Carol Wells Presidential Travel Award
 

Carol L Wells selflessly shared her expertise with Medical Laboratory Science students, graduate students, postdoctoral fellows, medical residents and colleagues over the course of her career. She was a member of myriad NIH Study Sections from 1987 until her death. Carol was an Editorial Board Member of the journal Shock and she held the following offices within the Shock Society from 1995 until 2008: Councilor (1995-1998), Treasurer (1998-2002), President-Elect (2001-2002), President (2002-2003), Committee Member (2003-2005) and Councilor (2003-2008). Carol received the following awards from the Shock Society: Distinguished Service Award (2004) and Scientific Achievement Award (2006). Carol was an enthusiastic Scientist, consistently funded by the NIH as well as the author of innumerable publications (well over 100). Carol’s wit and wisdom will surely be missed by all who knew her.

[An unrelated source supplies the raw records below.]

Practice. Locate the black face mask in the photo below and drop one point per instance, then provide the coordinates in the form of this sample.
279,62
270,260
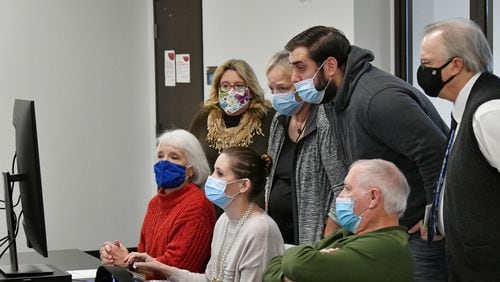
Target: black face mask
430,79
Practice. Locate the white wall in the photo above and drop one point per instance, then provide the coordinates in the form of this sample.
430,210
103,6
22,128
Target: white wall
496,38
89,67
376,34
255,30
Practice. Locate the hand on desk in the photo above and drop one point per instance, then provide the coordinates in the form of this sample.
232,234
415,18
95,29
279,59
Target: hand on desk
113,253
144,263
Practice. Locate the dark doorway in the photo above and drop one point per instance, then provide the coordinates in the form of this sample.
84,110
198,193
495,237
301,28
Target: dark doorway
178,27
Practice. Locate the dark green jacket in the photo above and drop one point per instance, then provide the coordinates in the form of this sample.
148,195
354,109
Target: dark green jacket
382,255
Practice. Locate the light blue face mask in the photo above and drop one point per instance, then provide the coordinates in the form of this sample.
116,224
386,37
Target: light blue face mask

Arthur E. Baue was a founding member of the Shock Society and served as its 5th president in 1982-1983. Dr. Baue’s contributions to shock research and to the Shock Society are substantial as a thought leader in management of surgical patients, as a scientist and as a mentor. In his 1975 Archives of Surgery paper “Multiple, progressive, or sequential system failure: a syndrome for the 1970s”, Dr. Baue established the paradigm of multiple organ failure that still guides shock research today. While serving as Chair of Surgery at Jewish Hospital (Washington University) and at Yale University, Dr. Baue was the consummate surgeon scientist and educator. He had a rare talent for attracting outstanding scientists and then providing them with an intellectual environment in which they would thrive. A testimony to his mentorship and the fertile environment that he provided is the fact that three of his mentees went on to become presidents of the Shock Society (Irshad Chaudry, Mohammed Sayeed and Mark Clemens) as well as international leaders such as Hiroyuki Hirasawa and Eugen Faist. Dr. Baue was also instrumental in the founding of the International Federation of Shock Societies and served as its first president. Even after his retirement, Dr. Baue remained active in the Shock Society attending many annual meetings and continuing to publish articles on shock and critical care.